事業経営には大雑把に2種類あります。利益拡大型と危険回避型です。
先日からワライトのホームページの閲覧数が大きく増えました。なんだろうと思うと、以下のブログの記事が読まれていたようです。
2017/04/08 アスクル倉庫火災・・スプレー缶は危険物です
今日は中小企業診断士の目線で書いてみます。
事業においては、利益と危険(ベネフィットとリスク、チャンスとピンチ、何でもいい)の関係は右のようになります。
利益を重くすると危険が浮き上がってきます。リスクがある選択をすると利益が膨らみます。
事業経営においては、利益拡大型と危険回避型の2種類があります。
利益拡大型というのは、危険(リスク)というのは、どんなに対処してもゼロにはならないのだから、許容できる範囲では認めて利益拡大を目指すという事業です。
新規の研究開発とか、演芸や音楽・美術など趣味や娯楽の産業とかが思い浮かびます。ちょっとずれると美容や健康関係もこの仲間に入ります。そして、現代において、利益拡大型の最も大きな事業分野が情報通信などのIT分野です。
一方で、危険回避型というのはリスクがあると事業の継続ができなくなる分野です。一度の事故で企業そのものが消滅することもあるならば、危険(リスク)ゼロを常に求めます。

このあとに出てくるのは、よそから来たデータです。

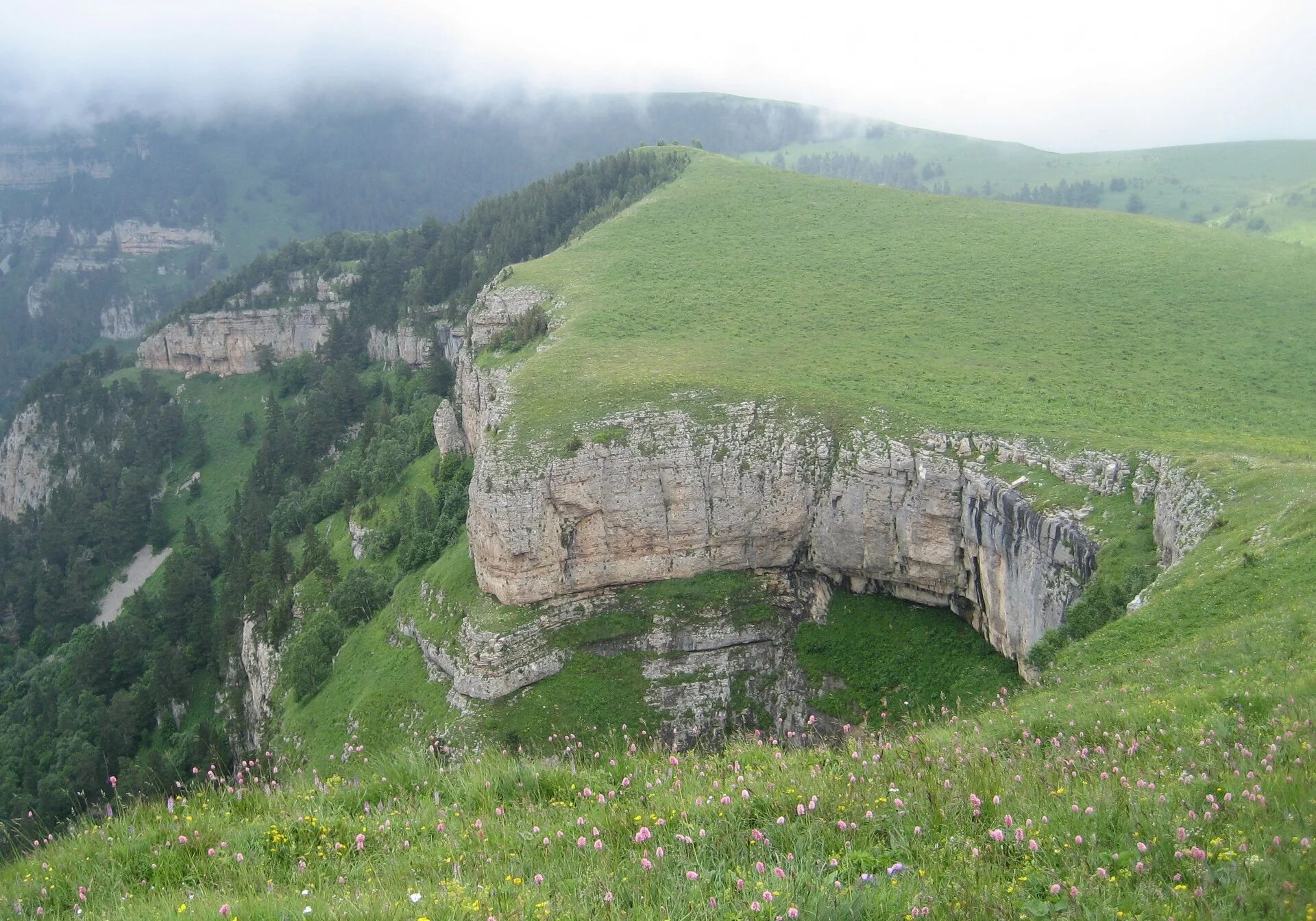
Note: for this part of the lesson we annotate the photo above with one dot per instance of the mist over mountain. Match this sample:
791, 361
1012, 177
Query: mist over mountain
1131, 75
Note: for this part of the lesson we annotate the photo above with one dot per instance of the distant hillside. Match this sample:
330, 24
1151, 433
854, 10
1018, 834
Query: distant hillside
101, 232
362, 704
1256, 186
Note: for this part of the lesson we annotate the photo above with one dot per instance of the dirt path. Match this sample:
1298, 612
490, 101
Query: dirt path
141, 569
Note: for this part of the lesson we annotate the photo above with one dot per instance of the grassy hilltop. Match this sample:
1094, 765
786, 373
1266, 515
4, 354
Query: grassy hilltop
1108, 330
1257, 186
1164, 769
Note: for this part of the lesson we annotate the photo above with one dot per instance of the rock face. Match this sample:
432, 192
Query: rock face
228, 341
33, 166
1184, 510
757, 491
258, 662
650, 496
141, 238
403, 345
448, 430
499, 307
707, 674
360, 533
25, 456
119, 320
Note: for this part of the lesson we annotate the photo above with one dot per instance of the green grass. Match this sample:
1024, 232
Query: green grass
845, 302
378, 692
592, 692
1210, 180
899, 659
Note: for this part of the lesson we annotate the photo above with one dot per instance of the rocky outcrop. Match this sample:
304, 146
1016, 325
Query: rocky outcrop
1184, 508
141, 238
119, 320
27, 453
448, 430
665, 496
409, 345
33, 166
249, 685
1103, 474
498, 307
360, 535
402, 345
707, 674
230, 341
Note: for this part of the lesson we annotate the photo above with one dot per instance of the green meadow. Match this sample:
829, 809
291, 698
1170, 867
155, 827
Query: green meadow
866, 303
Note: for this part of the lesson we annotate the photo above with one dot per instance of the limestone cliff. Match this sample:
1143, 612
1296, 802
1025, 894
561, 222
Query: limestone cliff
658, 495
402, 345
34, 166
228, 341
411, 346
247, 687
27, 477
761, 490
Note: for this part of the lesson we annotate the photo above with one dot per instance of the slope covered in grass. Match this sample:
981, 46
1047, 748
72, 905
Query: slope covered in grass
1204, 183
740, 282
1164, 770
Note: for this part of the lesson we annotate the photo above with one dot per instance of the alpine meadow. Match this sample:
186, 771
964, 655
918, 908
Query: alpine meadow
681, 506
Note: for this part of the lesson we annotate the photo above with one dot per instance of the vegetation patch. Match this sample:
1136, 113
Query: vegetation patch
899, 659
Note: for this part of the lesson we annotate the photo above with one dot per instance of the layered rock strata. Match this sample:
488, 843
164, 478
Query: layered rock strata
27, 454
707, 675
232, 341
757, 490
745, 486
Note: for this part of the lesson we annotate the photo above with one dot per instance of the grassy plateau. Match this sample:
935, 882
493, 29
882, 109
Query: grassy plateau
1162, 768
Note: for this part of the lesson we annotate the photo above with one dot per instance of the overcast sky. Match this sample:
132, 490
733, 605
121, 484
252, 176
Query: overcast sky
1057, 75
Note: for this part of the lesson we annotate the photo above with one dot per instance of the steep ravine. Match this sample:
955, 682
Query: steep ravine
752, 486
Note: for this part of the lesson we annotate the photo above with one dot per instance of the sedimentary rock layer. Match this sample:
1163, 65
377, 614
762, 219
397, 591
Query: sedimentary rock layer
230, 341
25, 463
757, 490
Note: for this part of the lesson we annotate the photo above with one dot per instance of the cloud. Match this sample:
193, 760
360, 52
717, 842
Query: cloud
1061, 77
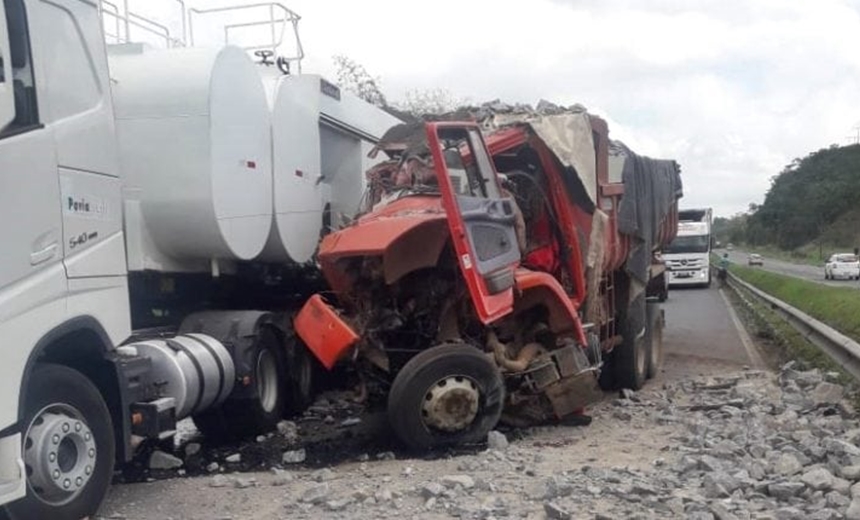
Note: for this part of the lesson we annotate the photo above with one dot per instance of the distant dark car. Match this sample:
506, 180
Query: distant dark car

なじみの深い化学工業の分野は当然ですが危険回避型の代表です。世界の大手化学メーカーでは、ちょっと信じられないくらいのレベルでリスクゼロを目指しています。他にも、多くの製造業の分野、自動車や航空機などの交通、橋や道路、電力やガスなどのインフラ関連、食品や飲料など、更に教育などは危険回避型の事業です。
ざっくり眺めてわかるのは、日本は危険回避型の産業に強みがあって、利益拡大型はちょっと苦手です。
よく日本の生産性が低いという議論があります。
これは、「生産性=アウトプット÷インプット」で測った場合に、短期的には危険回避型が不利になるからです。人間の寿命くらいの期間で測れば評価は逆転するかも知れません。
ちょっと横道に反れましたが、今回の爆発事故を起こしたのはアパマンという企業グループの会社(店舗)です。アパマンは、Webサイトを見る限りですが、このところ利益重視の事業展開を急速に進めているようです。”Schelling Economy”事業に力を入れて、多額の先行投資をおこなっています。
しかし、本業である不動産賃貸業は住居というインフラを供給する事業ですから、危険回避型でなければなりません。今回の事故を教訓にして、このあたりの考え方を整理することは、企業の成長にとって重要でしょう。